Nicole's sixth grade rumba classroom performed to one of my favorite songs of the night, "You Are the Sunshine of My Life." Although rumba is a slower dance, it is actually difficult for most young dancers to master because they have to develop patience in order to avoid getting ahead of the music. The class impressed me by pulling everything together and creating a final image dancing in a circle where all of the dancers stayed in unison. I know that wasn't easy to do, and they should be so proud of their accomplishment!
Mr. Clancy's seventh grade classroom danced a country two-step to "Stuck Like Glue." This is another deceptively difficult dance because the basic rhythm is syncopated rather than keeping a predictable straight count and the music is very fast, so it is very easy to fall off beat. My dancers looked fantastic in brightly colored country costumes complete with cowboy hats and boots. And that's not to mention their fantastic job dancing a very difficult piece complete with traveling steps, staggered fugue sections, and country line and square dances complete with several partner changes.
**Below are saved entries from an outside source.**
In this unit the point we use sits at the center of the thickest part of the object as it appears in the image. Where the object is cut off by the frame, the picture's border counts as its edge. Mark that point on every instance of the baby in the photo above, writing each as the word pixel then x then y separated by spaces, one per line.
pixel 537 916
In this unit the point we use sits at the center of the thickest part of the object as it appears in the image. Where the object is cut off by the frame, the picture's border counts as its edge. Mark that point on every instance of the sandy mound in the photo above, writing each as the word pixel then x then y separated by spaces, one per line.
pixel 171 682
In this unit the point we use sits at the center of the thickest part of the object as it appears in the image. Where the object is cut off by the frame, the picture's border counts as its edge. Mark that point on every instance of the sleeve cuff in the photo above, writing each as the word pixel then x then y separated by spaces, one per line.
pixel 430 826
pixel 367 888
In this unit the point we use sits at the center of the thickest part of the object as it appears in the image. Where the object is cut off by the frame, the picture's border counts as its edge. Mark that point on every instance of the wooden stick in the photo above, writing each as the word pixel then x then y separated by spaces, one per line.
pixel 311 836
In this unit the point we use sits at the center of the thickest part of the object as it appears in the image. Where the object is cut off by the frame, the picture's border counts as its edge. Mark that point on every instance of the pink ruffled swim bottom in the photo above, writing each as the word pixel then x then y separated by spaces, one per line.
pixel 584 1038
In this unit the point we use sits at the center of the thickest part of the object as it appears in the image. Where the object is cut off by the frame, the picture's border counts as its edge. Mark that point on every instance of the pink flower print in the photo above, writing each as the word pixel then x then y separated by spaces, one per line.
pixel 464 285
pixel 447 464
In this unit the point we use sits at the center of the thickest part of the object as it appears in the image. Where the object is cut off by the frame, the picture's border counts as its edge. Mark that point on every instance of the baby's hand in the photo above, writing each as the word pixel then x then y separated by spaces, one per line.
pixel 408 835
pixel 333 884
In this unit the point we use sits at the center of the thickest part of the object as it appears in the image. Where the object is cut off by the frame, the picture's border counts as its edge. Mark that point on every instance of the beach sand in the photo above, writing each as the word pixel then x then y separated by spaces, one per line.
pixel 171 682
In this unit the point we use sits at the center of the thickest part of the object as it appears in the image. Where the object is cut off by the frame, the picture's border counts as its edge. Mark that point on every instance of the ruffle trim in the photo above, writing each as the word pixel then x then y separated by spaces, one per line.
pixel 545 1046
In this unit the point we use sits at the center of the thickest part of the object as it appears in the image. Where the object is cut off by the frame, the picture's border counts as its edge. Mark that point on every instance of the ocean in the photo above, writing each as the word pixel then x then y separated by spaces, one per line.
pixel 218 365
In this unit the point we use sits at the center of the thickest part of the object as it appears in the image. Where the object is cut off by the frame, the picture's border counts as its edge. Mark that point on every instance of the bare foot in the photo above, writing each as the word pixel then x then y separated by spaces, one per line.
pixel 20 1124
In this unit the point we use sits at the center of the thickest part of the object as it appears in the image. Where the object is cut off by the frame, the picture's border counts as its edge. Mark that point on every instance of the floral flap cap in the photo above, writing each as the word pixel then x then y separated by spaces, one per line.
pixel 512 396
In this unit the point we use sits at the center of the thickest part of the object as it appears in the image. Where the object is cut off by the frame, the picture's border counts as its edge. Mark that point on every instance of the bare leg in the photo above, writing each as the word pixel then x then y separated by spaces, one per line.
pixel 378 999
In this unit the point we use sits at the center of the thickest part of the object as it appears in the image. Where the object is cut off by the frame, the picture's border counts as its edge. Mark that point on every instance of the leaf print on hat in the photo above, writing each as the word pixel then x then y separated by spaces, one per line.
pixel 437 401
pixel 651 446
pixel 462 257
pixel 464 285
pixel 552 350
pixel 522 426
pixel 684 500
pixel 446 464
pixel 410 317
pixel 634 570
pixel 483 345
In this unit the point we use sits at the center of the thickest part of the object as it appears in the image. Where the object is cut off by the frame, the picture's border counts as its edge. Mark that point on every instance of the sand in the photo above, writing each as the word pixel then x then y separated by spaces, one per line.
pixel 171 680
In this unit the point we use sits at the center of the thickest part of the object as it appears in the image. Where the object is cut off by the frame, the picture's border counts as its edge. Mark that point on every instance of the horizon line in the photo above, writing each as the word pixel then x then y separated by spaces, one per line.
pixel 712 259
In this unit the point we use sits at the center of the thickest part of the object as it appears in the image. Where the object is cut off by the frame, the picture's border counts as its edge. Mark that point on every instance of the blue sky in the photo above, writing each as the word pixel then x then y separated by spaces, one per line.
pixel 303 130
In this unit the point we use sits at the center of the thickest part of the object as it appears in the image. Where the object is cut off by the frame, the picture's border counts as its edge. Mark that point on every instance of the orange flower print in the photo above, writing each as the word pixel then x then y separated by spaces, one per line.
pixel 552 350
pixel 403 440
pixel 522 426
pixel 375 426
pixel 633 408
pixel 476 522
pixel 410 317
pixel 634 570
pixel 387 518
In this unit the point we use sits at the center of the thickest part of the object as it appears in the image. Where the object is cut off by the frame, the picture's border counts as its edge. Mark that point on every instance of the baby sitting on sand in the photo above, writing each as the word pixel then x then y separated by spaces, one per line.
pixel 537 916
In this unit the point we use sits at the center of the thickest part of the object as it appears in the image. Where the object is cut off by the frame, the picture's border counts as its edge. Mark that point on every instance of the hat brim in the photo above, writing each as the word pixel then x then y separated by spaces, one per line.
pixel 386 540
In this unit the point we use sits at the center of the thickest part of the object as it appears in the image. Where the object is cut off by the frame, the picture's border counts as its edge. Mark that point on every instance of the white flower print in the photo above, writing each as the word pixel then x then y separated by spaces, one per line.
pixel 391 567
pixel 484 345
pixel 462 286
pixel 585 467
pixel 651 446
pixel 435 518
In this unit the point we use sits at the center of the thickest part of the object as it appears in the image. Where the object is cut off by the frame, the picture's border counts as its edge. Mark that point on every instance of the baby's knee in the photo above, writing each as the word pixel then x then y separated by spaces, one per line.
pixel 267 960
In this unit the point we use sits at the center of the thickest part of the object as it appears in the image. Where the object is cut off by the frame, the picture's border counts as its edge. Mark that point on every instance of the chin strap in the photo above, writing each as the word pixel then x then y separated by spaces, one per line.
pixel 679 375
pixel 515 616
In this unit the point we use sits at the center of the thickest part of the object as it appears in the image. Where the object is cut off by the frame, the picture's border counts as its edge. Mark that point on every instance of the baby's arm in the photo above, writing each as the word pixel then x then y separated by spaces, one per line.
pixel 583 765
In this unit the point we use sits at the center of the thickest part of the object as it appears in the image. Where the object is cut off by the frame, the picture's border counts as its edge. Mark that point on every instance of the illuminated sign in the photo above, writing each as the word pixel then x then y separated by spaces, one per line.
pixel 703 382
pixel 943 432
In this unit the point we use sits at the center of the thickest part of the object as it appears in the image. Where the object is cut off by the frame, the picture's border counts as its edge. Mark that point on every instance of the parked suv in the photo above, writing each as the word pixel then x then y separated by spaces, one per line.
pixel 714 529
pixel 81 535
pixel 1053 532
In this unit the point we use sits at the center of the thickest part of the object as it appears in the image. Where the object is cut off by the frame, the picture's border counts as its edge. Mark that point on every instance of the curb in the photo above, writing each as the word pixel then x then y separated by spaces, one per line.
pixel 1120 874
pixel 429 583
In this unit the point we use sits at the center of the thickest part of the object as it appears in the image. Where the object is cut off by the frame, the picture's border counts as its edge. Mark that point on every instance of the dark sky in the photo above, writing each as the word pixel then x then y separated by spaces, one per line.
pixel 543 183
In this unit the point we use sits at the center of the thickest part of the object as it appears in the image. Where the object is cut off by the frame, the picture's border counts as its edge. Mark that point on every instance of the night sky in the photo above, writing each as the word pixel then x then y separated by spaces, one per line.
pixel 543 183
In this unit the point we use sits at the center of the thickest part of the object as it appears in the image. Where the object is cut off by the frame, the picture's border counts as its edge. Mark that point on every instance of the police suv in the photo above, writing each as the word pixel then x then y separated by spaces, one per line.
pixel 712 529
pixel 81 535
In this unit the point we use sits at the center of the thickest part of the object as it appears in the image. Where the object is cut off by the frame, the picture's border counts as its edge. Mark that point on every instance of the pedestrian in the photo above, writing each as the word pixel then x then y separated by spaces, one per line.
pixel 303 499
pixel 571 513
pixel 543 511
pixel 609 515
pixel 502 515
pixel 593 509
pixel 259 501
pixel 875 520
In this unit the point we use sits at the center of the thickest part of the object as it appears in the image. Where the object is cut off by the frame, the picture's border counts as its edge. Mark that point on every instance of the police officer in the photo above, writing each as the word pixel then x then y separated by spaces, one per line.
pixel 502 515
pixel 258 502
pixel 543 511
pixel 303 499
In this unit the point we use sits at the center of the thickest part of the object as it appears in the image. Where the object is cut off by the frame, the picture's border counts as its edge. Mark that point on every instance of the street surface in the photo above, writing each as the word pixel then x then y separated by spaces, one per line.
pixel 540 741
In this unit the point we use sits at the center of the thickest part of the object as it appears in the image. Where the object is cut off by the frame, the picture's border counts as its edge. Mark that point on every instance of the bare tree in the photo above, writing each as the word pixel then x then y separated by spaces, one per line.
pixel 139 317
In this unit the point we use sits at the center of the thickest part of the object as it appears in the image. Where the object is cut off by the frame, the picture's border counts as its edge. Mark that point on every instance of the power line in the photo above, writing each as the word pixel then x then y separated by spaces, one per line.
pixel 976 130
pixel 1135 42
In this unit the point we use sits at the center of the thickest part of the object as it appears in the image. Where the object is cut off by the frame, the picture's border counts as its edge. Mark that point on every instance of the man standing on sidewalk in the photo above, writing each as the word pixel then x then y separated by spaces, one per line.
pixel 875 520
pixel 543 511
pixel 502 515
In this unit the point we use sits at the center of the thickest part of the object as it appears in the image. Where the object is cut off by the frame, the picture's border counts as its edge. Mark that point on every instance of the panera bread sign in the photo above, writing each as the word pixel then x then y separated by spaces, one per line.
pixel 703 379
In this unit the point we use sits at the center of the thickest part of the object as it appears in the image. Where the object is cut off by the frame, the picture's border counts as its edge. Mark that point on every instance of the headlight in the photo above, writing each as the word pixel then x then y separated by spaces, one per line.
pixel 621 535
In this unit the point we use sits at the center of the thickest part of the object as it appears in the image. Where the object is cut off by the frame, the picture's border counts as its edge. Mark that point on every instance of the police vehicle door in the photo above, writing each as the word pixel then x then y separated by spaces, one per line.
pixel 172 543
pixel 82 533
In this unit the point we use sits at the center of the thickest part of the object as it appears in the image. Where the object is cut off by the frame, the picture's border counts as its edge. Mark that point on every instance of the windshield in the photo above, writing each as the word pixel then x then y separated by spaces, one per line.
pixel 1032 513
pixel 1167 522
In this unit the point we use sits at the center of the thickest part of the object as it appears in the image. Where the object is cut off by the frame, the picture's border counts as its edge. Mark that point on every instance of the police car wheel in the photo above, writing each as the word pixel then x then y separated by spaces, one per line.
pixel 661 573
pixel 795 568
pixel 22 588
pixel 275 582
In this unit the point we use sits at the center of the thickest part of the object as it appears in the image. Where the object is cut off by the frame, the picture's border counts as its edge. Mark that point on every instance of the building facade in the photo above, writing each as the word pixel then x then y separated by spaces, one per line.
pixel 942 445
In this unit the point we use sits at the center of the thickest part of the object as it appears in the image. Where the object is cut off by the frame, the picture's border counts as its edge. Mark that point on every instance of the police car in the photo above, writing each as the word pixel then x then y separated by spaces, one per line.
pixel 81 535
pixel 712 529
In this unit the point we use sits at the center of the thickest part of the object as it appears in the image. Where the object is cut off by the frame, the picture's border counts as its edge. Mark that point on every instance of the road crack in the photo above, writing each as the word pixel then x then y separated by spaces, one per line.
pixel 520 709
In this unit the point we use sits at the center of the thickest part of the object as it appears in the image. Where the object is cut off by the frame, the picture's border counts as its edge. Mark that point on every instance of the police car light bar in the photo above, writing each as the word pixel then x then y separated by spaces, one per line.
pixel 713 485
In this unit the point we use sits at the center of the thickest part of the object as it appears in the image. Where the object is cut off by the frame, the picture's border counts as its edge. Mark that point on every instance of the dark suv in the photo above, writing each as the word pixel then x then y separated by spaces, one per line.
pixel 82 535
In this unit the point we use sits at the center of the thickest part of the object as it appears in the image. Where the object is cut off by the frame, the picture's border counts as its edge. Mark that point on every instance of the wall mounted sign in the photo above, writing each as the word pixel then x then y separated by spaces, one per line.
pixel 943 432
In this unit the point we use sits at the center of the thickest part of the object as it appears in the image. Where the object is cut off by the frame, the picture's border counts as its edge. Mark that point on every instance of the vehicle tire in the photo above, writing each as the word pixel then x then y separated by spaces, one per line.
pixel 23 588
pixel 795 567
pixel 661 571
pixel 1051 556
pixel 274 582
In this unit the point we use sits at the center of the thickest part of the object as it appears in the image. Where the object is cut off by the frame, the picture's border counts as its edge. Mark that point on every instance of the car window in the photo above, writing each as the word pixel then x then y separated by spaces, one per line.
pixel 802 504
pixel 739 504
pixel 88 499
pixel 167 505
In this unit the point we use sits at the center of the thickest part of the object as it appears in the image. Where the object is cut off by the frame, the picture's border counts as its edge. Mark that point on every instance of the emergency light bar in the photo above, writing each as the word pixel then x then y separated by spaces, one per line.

Nicole's fifth grade dancers from Ms. Pike's class performed a flamenco inspired paso doble to "Bamboleo." What a surprise to see such poise and style from such a young group of dancers! Flamenco timing and arm styling are notoriously difficult even for experienced dancers, but her class looked fantastic on both counts.
Continuing through Europe, I had the pleasure of choreographing Ms. Bianciotto's fifth grade class in a waltz set to "If I Ain't Got You." What classy young ladies and gentlemen! I felt every single dancer in this class had so many strengths, and they came together to create a performance that was absolutely heartwarming. My favorite moment had to be the final pose, when all of the fifth graders stunned their parents with a dip and final stage pose.
My final group of dancers brought us to South Asia for a Bollywood performance to one of my favorite Bollywood songs, "Desi Girl." Ms. Seibel's eighth graders had a difficult set up for a partner dance since there were almost four times as many ladies as gentlemen! Luckily, Bollywood allowed all of the dancers to remain a part of the dance whether they had partners or not. They learned movements from classical Indian styles like bharata natyam and belly dance as well as more contemporary jazz and pop dancing. The final performance was a fun and high energy close to the evening's performances.
Finally, one gentleman and one lady from each classroom returned for a grand finale inspired by salsa rueda dancing set to Shakira's "Waka Waka." I loved watching dancers from every classroom and every grade level dancing together. The older dancers helped the younger dancers through the dance steps while the younger dancers absolutely stepped up to the challenge and looked every bit as polished as their older peers. My favorite moment was towards the end of the dance, when all several hundred dancers stood up in their places and joined in the dance. What better way to demonstrate unity through diversity?
I am so proud of all of the dancers, whether I got to work with them from day one this year or whether I first saw them dance during the last week's rehearsals. I cannot express enough gratitude to all of the faculty, teachers, and parents at Blaine who work to make this incredible experience happen for their students. I know it is something they will remember all their lives and I am humbled and thrilled to have been a part of it. Thank you all, and see you next year!